As I’ve worked in coffee and seen all of this firsthand, you’re not persuading me. I also think you’re talking about gross margin which does not include costs such as cup material, equipment, labor, rent, etc etc.
But this is my point. The product isn’t underpriced, your just not being efficient enough elsewhere and therefore not profitable. It’s not profitable to hire an expensive building to sell a small ticket item. The product isn’t too cheap, the running costs are too expensive. I can’t hire a building and pay people to sell toast, and then only make money by selling it for £5.
But anyway, the big shops are doing absolutely fine, so again, the product isn’t underpriced, they are more efficient selling it.
And the point on coffee being underpriced is entirely about the extent to which the labor which produces is undervalued. Guess what happens to the price of a coffee when you pay the farmers, shippers, and baristas a living wage?
The debate of whether we underpay farmers in poorer countries for these products is a seperate one. But the same applies to fruit, chocolate etc.
But if the price did go up then it would go up relatively to the consumer at home (the delightful coffee I made myself would cost me more than 20p it did cost) as well as to business, so the relative price change would be accepted. If small independents can only make profit by raising the price significantly on chains, without offering something significantly better, then they go bust as I doubt enough people will pay it.
You think that's bad you should look at some big construction companies' profits. Where I work at the moment their record profit is about £38m off something like £1.6bn turnover and a lot more faffing about than making coffee, although we do also make a lot of shit coffee.

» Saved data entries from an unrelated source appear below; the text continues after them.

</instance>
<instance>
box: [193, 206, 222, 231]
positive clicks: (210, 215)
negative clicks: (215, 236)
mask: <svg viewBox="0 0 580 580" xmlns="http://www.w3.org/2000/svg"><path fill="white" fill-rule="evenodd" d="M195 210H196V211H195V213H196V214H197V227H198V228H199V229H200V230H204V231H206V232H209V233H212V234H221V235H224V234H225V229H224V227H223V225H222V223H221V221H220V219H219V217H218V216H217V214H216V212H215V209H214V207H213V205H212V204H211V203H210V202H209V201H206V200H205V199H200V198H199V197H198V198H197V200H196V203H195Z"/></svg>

Quite a bit more moving parts in construction! Also with raw materials prices sky rocketing I’m sure that won’t have helped. It’s standard for a lot of industries to only make small profits (or anything) relative to turnover. Basically make enough to pay off the loan/mortgage, then you eventually have the asset at the end to sell for cash. The poorly run ones go bust, the well run/good/efficient ones stay alive/thrive.